The health sector is definitely not exempt from chemical use. People may not be aware of it but ironically, hospitals, where people seek treatment for sickness are the same places which expose them to disease-causing substances.
Two years after HCWH-AP has successfully engaged Philippine hospitals to phase out the use of mercury-containing medical devices, the work now focuses on identifying more chemicals. In the campaign dubbed as Chemical Substitution and Management in the Health Care Sector, HCWH-AP will identify harmful chemicals used in some hospital procedures and products, source safer alternatives for these, and pilot at least two hospitals for chemical substitution. The project will also educate hospital workers and other stakeholders on safe chemicals management.
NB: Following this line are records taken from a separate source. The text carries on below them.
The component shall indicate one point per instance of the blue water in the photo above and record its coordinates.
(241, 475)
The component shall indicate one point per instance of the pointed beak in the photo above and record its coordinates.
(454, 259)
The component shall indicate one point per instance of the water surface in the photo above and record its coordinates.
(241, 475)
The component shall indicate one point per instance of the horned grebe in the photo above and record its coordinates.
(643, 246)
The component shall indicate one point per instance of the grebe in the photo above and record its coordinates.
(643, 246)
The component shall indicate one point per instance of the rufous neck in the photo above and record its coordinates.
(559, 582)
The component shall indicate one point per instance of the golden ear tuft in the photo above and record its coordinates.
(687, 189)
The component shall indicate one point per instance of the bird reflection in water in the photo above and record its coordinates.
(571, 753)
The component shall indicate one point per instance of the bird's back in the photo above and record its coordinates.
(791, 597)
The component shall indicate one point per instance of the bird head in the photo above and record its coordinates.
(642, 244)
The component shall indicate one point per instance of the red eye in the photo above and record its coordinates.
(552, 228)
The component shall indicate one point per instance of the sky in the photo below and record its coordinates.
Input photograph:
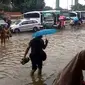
(63, 3)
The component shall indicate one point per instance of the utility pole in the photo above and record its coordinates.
(57, 4)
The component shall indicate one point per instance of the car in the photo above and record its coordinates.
(25, 25)
(2, 22)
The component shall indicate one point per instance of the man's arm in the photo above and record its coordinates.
(45, 45)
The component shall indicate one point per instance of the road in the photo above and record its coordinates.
(61, 48)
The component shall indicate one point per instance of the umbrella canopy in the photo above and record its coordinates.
(75, 18)
(44, 32)
(62, 17)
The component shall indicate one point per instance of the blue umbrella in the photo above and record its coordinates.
(44, 32)
(75, 18)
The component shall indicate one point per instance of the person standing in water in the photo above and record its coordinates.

Exploratory meetings are scheduled this July among invited hospitals to discuss project activities and areas of cooperation. Once commitments are sealed, a Chemical Management committee from the hospital will be formed whom HCWH-AP and technical experts will work and consult with for the duration of the project.
The perspective for the hopeful success of chemical substitution in the Philippines is the replication of pilot models among HCWH-AP’s network of health care systems and lead towards adoption of safe chemical policies on a national and regional scope.
The project is also being done by HCWH-Latin America/Salud sin Daño.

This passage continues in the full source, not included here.